Our goal is to prosper in a hyperinflationary environment
Still, our enemies have Gates, Blair, and Schwab on their side, and we have God on our side.
Dr. Vernon Coleman
Note to reader: I wanted to pass along this Brighteon video from Dr. Vernon Coleman, which sums up well, the predictions of our website, and which dovetails with the recommendations we provide. We still need to prepare, and our diligent and unique preparations will buy us a few more years until the end.
A deliberate change to the monetary narrative is warning us of its end
After observing the recent and persistent behavior, willed ignorance, and rhetoric of the global central banking authorities, led by the U.S. Fed, I have to conclude that the globalists seem intent on deliberately setting the monetary system on a new course trajectory in which we would consider bringing it into its terminal phase. This terminal phase is being well orchestrated, which means that they are only planning to use this system for a few more years.
QE could have been maintained indefinitely (forever) so long as the inflationary data remained low, but the monetary authorities are under order to consolidate the last vestiges of global wealth and power as quickly as possible. This consolidation was a necessary prerequisite to controlling the Great Reset narrative.
This global power and wealth grab has accelerated under QE, and rising monetary and consumer inflation, coupled with low interest rates, creates the most expedient environment for this amalgamation of global power into a central locus in the shortest amount of time.
The wealth consolidation process is nearly complete and should reach critical mass by 2025. This will allow the PTB to more easily complete their tasks on transforming the world into its desired outcome.
This process of inflation and manufactured scarcity has already begun, and will eventually lead to the deaths of hundreds of millions around the world. Since the US Fed is leading the charge here, this will just further incite the ire of America’s enemies.

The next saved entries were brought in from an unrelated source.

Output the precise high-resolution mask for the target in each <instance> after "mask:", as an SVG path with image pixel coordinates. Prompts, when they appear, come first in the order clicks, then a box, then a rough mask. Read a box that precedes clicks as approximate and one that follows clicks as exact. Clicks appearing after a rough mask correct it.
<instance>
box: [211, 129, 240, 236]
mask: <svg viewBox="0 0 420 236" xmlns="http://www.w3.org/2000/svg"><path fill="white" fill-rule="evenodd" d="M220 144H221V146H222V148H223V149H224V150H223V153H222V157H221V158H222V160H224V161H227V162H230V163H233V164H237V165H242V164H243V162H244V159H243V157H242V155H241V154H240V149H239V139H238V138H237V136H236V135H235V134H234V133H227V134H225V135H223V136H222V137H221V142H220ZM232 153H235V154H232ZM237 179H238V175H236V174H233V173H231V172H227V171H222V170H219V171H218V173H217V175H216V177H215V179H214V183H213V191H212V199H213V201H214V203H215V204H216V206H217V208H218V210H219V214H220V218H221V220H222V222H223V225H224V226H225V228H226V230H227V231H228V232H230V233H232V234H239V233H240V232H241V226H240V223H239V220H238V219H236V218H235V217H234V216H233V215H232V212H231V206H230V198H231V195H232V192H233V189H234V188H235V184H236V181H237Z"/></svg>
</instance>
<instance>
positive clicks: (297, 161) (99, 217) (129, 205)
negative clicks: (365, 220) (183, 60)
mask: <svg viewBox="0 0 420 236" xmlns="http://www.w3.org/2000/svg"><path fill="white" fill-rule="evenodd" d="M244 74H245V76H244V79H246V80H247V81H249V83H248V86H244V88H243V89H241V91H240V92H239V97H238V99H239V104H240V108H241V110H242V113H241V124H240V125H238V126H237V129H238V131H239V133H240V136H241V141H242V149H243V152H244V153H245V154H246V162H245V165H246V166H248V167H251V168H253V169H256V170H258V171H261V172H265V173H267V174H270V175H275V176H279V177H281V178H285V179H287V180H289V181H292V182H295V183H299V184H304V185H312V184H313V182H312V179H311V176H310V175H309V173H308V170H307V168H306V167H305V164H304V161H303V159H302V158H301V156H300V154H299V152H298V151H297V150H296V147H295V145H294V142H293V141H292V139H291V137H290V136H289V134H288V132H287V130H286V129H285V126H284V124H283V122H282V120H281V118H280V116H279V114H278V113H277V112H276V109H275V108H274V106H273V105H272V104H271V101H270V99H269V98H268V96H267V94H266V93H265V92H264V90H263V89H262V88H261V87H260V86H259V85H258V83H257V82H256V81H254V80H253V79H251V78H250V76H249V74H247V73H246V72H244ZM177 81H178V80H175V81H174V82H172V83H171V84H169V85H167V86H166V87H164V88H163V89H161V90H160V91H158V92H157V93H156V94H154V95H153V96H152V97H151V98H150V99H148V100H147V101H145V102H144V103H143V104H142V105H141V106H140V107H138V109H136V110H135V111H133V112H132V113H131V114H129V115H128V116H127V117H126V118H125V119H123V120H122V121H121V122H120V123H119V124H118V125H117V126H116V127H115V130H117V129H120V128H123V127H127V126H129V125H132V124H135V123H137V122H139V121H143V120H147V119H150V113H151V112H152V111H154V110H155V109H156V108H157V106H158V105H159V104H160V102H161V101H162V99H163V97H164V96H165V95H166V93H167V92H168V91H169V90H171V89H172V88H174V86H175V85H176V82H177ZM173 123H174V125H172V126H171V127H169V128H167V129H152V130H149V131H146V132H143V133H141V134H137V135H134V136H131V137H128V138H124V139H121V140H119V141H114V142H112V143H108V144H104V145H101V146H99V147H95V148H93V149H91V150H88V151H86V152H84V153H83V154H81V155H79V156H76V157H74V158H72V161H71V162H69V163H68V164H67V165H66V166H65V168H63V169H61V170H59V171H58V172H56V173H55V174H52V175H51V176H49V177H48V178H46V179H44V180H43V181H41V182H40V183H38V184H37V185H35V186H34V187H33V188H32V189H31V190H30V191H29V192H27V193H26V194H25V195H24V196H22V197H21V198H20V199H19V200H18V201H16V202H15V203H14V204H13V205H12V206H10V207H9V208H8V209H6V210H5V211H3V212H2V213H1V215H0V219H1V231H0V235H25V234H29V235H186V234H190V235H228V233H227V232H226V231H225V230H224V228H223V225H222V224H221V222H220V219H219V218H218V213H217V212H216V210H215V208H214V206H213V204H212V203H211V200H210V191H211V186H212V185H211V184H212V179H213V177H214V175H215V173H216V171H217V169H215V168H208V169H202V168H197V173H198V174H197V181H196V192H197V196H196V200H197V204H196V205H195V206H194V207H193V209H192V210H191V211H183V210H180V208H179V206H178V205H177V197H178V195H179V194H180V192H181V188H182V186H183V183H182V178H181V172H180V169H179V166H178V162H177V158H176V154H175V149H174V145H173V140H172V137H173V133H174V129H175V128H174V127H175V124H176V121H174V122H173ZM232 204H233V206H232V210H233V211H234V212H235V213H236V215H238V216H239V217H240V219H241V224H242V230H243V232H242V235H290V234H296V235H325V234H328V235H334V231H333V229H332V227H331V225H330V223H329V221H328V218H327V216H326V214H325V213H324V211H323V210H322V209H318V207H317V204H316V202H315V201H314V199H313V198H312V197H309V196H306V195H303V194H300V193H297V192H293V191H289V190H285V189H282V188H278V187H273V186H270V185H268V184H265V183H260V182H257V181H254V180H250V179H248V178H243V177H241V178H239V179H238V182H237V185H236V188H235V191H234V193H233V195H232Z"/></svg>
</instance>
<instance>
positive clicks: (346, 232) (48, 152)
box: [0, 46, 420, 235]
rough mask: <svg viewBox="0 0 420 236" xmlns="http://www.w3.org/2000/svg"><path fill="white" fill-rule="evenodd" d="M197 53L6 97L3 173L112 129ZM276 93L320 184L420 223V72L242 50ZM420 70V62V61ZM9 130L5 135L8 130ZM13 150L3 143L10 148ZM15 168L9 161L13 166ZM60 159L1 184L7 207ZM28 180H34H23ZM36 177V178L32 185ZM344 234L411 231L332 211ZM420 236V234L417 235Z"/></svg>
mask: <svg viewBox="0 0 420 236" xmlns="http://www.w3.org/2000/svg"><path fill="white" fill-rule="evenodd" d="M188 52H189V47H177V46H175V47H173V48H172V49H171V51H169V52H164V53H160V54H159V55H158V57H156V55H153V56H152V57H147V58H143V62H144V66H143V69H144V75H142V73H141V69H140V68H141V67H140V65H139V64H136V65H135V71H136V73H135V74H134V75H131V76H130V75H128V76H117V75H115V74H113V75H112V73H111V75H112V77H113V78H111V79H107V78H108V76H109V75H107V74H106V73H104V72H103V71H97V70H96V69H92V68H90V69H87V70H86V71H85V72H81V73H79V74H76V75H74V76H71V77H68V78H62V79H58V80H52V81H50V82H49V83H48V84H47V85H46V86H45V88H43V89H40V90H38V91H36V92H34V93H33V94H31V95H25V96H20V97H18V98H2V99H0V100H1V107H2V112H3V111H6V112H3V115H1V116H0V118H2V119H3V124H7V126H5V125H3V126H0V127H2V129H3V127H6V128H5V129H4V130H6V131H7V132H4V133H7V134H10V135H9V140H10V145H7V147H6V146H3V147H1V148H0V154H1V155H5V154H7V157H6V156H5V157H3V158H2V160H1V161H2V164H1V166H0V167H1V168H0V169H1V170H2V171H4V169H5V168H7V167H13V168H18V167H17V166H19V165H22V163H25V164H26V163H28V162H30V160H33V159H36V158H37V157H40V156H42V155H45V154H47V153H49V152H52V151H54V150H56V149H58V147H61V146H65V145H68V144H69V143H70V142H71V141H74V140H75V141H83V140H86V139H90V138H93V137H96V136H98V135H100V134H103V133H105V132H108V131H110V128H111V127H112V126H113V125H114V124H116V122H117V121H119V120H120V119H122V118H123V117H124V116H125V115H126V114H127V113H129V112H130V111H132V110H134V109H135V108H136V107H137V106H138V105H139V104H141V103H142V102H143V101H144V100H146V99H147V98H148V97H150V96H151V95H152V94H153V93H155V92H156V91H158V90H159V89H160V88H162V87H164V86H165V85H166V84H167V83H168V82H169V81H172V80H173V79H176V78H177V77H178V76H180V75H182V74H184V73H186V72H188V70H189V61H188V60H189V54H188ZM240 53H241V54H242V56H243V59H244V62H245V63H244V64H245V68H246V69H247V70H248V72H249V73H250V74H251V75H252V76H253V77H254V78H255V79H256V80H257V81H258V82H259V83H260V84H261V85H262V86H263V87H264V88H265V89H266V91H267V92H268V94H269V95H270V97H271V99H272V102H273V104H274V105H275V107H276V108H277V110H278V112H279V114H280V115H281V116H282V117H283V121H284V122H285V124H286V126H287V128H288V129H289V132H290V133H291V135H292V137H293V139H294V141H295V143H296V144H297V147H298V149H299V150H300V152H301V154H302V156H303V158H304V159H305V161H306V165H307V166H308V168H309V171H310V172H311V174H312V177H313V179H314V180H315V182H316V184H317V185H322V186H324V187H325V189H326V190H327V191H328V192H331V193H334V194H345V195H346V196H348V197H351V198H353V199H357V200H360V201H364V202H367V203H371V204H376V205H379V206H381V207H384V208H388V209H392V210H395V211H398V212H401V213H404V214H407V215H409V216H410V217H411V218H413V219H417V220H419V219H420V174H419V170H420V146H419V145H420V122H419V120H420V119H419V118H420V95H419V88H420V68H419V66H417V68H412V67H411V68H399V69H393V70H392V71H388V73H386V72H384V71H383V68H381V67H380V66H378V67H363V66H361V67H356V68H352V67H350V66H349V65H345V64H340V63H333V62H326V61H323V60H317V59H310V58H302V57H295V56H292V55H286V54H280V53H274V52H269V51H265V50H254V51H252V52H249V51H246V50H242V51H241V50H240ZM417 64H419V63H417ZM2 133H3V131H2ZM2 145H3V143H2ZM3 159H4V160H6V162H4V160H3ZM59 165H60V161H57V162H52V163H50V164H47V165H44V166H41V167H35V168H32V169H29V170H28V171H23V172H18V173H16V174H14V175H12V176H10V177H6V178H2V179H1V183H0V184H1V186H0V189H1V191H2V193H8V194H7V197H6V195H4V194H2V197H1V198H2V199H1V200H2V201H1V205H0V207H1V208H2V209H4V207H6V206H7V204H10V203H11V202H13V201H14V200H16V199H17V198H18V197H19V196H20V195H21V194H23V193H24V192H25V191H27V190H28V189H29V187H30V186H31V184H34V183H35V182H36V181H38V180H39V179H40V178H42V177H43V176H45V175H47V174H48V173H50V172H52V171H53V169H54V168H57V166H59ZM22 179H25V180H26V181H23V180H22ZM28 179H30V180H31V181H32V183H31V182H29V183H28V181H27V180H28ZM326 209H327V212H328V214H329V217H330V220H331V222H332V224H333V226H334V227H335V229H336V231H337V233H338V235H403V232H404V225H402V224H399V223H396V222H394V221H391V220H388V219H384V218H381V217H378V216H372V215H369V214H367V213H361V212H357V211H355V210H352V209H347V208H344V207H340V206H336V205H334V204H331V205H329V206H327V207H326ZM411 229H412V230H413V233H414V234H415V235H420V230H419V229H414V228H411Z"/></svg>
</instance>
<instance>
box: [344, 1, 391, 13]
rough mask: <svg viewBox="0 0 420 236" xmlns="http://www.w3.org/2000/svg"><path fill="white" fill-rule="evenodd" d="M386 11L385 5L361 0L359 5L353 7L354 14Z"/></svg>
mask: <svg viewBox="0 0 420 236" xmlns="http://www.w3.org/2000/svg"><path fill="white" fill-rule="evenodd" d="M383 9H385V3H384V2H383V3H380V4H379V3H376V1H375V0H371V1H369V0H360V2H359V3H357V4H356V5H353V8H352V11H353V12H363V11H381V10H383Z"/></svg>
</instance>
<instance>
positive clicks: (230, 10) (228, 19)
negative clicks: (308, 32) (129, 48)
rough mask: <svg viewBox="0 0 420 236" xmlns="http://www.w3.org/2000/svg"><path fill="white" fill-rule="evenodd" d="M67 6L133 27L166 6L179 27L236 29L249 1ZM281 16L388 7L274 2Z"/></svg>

These ongoing manufactured covid crises will expand in scope, and I worry that by mid-decade, at least one billion will have either died off or become incapacitated from any of a number of factors attributable to the fallout from this covid scam.
The PTB don’t seem to be that concerned about inflation, and in fact, are encouraging it and are inculcating this mindset into both consumer and business expectations. While I was slow to recognize this permanent shift in commodity prices, I now see these secular changes in the supply/demand equations as everlasting.
In the short term, the fiscal and monetary stimulus has pushed out the demand curve on most items. In the long-term, as the world transforms from the covid scam, it will be the supply curve that will permanently shift up and to the left. This latter shift will be the causes of the future famines and heartache. Read the Book of Revelation for an idea of what is to come soon.
The people around the world will begin to die off from vaccine repercussions, famine, starvation, untreated and unchecked diseases and sicknesses, and skyrocketing costs in the supply chain. The last factor listed will be the primary cause of the ongoing humanity calamity.
As for those already owning real estate and stocks, I have some encouraging news. According to Zillow, the rent rates on my single-family houses have climbed by about 20% over the past year. I do not know how people can afford these numbers.
With all this said, I still recommend income-generating assets for those who own them, and even if interest rates rise in the future, the prices of everything will continue upwards, including rents and the prices corporations charge.
Ceteris paribus, higher rates brings lower asset prices. But, we need to contemplate this scenario in a multi-dimensional environment. I ask myself, what is the cause of rising bond yields? If it’s the destruction of the monetary system, asset prices can still remain elevated and rise as those with the assets can easily pass off higher prices on to the public.
Even with higher interest rates, those who can best weather the storm are underleveraged asset owners. By remaining underleveraged, we can take advantage of any future opportunities as they manifest. While buying a house may get tougher with higher bond yields, the rents landlords will charge will continue rising even more so. The distortions in the commodities and labor markets will only work to restrict supply and those firms with the highest rates of inelastic demand (e.g. Dow blue chips) will hold up better.
This is why we need to be price makers and not price takers; whether it be with stocks, businesses, sports teams, housing, or medical practices.